Sorry John McCain, Donald Trump does represent the GOP: Will Republicans finally dump Trump after Khan attacks?

While top Republicans have rushed to condemn Trump's attack on Gold Star parents, they've kept up support for Trump

By Sophia Tesfaye

Senior Politics Editor

Published August 1, 2016 3:55PM (EDT)

Paul Ryan, Donald Trump, John McCain   (AP/Reuters/Gary Cameron/Chris Keane/Chris Usher/Photo Montage by Salon)
Paul Ryan, Donald Trump, John McCain (AP/Reuters/Gary Cameron/Chris Keane/Chris Usher/Photo Montage by Salon)

Political observers have been watching for two potential moments during the Donald Trump presidential campaign with great anticipation: His so-called "presidential pivot" and the moment at which top Republican backers in Congress finally disavow his antics.

With his attacks on Gold Star parents Khizr and Ghazala Khan, we may have reached the beginnings of at least one near impossible occurrence.

"I claim no moral superiority over Donald Trump," Arizona Senator and 2008 failed GOP presidential nominee John McCain said in a statement, condemning the Trump campaign's continued attacks on the family of fallen U.S. Muslim Army Captain  Humayun Khan.  In the lengthy statement, McCain went further to denounce Trump's suggestion that the Khans are to be viewed with suspicion, telling the Khans instead, "We're a better country because of you."

But in his condemnation, McCain was careful to differentiate between Trump and the Republican Party that nominated him to serve as their representative for a White House bid.

"The Republican Party I know and love is the party of Abraham Lincoln, Theodore Roosevelt, Dwight D. Eisenhower, and Ronald Reagan," McCain made clear, challenging Trump "to set the example for what our country can and should represent."

"I claim no moral superiority over Donald Trump," the former Vietnam War POW said. "I am morally bound to speak only to the things that command my allegiance, and to which I have dedicated my life's work: the Republican Party, and more importantly, the United States of America."

"While our Party has bestowed upon him the nomination, it is not accompanied by unfettered license to defame those who are the best among us," McCain said. "I hope Americans understand that the remarks do not represent the views of our Republican Party, its officers, or candidates."

But unfortunately for McCain, who is locked in a tough primary battle this month, in 2016, Trump is the Republican party.

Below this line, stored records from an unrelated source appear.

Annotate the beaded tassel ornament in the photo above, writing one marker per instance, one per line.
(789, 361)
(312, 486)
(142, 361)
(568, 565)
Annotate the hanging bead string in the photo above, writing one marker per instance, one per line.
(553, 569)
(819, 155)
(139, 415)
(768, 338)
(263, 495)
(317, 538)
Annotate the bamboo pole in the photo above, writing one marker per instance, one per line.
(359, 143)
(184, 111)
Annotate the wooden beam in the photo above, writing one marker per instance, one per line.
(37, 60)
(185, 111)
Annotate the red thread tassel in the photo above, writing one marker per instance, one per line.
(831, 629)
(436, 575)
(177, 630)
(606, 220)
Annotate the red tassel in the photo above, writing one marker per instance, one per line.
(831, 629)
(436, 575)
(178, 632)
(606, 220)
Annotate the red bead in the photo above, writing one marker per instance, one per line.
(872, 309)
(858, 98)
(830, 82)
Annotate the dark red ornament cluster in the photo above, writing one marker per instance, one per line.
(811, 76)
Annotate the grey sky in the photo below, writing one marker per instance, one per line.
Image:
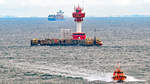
(92, 7)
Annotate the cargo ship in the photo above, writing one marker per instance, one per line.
(58, 16)
(77, 38)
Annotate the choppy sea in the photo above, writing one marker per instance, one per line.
(125, 40)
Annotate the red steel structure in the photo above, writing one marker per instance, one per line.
(78, 15)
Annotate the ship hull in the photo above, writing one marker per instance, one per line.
(68, 42)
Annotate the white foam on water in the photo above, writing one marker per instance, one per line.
(107, 77)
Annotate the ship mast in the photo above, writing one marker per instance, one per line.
(78, 15)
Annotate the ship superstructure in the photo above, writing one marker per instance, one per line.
(55, 17)
(77, 38)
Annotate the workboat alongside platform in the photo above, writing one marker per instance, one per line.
(66, 42)
(77, 38)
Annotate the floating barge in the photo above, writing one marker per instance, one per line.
(66, 42)
(77, 38)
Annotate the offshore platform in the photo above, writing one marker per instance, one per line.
(77, 39)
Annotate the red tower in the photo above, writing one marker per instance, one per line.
(78, 15)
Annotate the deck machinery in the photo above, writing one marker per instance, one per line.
(78, 38)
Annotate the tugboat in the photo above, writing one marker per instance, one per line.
(118, 75)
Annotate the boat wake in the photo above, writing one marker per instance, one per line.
(70, 71)
(107, 77)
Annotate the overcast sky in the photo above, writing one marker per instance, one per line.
(97, 8)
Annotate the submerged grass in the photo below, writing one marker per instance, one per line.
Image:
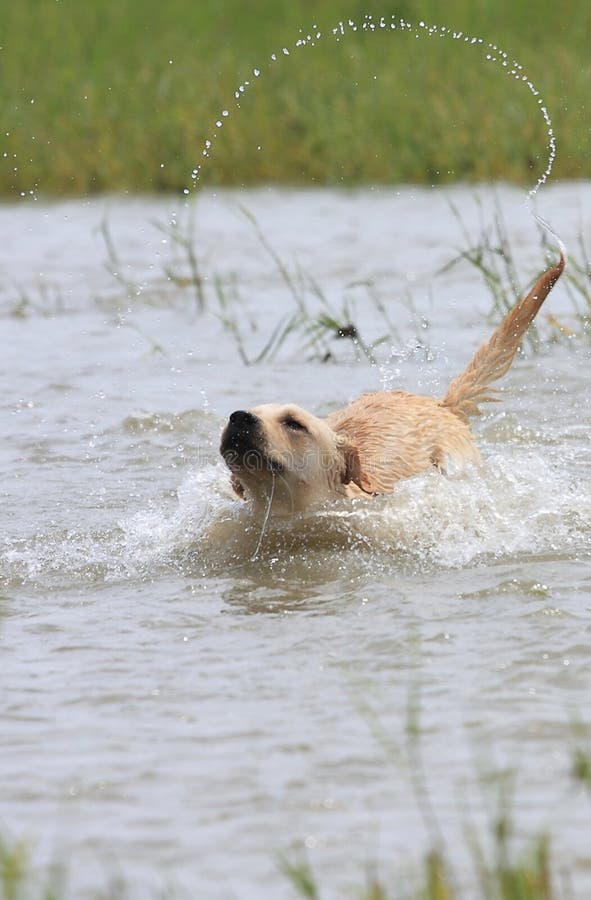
(109, 96)
(315, 327)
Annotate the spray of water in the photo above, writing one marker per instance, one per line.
(491, 54)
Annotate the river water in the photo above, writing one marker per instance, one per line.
(180, 711)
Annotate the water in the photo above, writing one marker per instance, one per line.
(179, 714)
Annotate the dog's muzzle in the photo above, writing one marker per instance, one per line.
(242, 444)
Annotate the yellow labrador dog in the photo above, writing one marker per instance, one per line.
(287, 460)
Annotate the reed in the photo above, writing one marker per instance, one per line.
(121, 97)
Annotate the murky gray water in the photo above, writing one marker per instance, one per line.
(178, 714)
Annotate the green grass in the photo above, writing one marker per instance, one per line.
(104, 96)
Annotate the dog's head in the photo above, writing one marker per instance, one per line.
(283, 455)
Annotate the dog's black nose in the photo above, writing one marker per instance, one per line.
(243, 419)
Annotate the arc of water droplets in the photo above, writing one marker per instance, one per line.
(493, 54)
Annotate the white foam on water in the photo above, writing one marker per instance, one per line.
(517, 504)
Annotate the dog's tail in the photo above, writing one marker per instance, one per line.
(494, 358)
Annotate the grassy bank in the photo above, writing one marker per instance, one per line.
(112, 96)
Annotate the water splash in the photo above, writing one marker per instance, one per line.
(491, 54)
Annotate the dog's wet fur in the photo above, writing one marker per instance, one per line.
(287, 460)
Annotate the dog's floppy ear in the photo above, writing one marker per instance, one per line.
(356, 481)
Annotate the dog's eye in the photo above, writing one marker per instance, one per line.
(293, 424)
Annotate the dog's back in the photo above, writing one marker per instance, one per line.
(389, 435)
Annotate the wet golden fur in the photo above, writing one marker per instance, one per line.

McCain's statement ended with no indication he plans to withdraw his endorsement of Trump's presidential campaign.

And while McCain's otherwise strong condemnation should ultimately be judged for its lack of a principled stand against Trump, it still stands far above the official statements released by the two leaders of the GOP in Congress.

In a pair of statements put out over the weekend, Senate Majority Leader Mitch McConnell and House Speaker Paul Ryan both condemned Trump's remarks on the Khan family without ever mentioning their presidential nominee by name.

"Captain Khan was an American hero, and like all Americans I’m grateful for the sacrifices that selfless young men like Capt. Khan and their families have made in the war on terror. All Americans should value the patriotic service of ‎the patriots who volunteer to selflessly defend us in the armed services," McConnell said in a Sunday statement. "And as I have long made clear, I agree with the Khans and families across the country that a travel ban on all members of a religion is simply contrary to American values."

"America's greatness is built on the principles of liberty and preserved by the men and women who wear the uniform to defend it. As I have said on numerous occasions, a religious test for entering our country is not reflective of these fundamental values. I reject it," Ryan said in his statement Sunday. "Many Muslim Americans have served valiantly in our military, and made the ultimate sacrifice. Captain Khan was one such brave example. His sacrifice—and that of Khizr and Ghazala Khan—should always be honored. Period."